Having your initial eye examination
During your eye examination you can expect the optometrist to ask a lot of questions about your general health, lifestyle, the quality of your vision and any glasses you wear. This is called "taking a history". These questions are very important. The eye examination should then include:
- A test of your level of eyesight - you will be asked to read letters on a chart or to match symbols.
- Checks of the outer eye to confirm the outside of your eye is healthy and that your eyes react to light.
- Checks of the inner eye - a light will be shone into your eye and you will be asked to look in different directions.

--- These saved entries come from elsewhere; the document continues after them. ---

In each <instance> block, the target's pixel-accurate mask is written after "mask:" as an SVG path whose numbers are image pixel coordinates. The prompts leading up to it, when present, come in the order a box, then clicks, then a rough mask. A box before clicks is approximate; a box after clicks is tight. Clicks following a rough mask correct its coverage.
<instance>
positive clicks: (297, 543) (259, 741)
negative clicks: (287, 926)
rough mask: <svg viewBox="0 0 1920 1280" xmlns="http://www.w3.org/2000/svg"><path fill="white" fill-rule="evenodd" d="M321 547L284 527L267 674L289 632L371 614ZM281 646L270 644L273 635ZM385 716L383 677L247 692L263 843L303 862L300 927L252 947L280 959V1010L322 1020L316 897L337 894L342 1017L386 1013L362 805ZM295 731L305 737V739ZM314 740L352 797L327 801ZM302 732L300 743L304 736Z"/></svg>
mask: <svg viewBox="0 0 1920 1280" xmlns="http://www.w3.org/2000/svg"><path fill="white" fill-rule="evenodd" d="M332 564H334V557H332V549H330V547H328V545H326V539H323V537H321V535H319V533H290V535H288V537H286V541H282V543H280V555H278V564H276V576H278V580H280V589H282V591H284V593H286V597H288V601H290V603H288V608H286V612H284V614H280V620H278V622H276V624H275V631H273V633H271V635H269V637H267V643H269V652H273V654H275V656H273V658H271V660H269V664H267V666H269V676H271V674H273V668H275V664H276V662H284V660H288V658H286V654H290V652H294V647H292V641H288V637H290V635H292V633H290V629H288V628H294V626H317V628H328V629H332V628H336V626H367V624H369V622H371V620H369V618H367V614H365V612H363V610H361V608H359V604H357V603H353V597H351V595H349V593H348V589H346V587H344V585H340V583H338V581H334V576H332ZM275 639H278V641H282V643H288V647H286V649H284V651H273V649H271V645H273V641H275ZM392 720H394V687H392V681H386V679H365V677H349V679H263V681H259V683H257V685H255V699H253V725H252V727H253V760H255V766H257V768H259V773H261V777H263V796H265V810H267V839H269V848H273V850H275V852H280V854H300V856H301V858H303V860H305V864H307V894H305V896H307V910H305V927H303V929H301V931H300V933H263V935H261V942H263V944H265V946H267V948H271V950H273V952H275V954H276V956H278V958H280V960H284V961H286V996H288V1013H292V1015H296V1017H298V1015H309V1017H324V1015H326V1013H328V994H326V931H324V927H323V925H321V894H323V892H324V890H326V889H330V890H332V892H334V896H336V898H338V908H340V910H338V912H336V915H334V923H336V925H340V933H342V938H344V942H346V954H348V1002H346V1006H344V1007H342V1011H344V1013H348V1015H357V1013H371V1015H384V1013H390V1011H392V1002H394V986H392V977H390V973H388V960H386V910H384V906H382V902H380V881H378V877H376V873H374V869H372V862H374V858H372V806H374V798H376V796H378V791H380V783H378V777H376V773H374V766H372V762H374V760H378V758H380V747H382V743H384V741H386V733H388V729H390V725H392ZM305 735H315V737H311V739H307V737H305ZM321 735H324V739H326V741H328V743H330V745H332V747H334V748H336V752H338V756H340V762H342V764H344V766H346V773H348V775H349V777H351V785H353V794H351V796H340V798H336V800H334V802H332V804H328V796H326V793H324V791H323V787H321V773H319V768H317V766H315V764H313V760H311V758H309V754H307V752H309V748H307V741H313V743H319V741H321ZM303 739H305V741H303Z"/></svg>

- Tests to confirm that the muscles that control the movement of the eyes are working well.
- Test to work out if you need to wear glasses and what prescription these glasses need to be.
- are over 40
- are over 25 and of African-Caribbean origin
- have a close relative with glaucoma
- are diabetic
Then you should also have:
- a basic field of vision test - to test your side (peripheral) vision
- an eye pressure test - again there are several tests for this, but the most common one involves puffs of air blown at the front of each eye. It does not hurt but will probably make you jump.
Some optometrists may use some additional tests such as retinal photographs and Optical Coherence Tomography (OCT). These tests are not essential but add further peace of mind and provide a useful baseline for following year's tests.
After your eye examination
At the end of the test, the optometrist should:
- explain the results of your test
- tell you if your spectacle prescription has changed and whether you need new spectacles.
- tell you whether your eyes are healthy
- explain anything you need to do next to keep your eyes healthy or whether you need to see an eye doctor.
If your optometrist thinks you need further eye health investigation, they will arrange for your referral in the most appropriate way. This may be with a letter to your GP to arrange an appointment at the hospital, or with a letter for you to take to the local Accident and Emergency department if they think you need to be seen quickly. Some areas have MEC schemes (Minor Eye Condition) where you may be referred to another optometrist to do further tests to decide whether you need to see an eye doctor. Some minor eye conditions can be treated by the optometrist without need of a referral to the hospital. The arrangements for referring you may depend on where you live.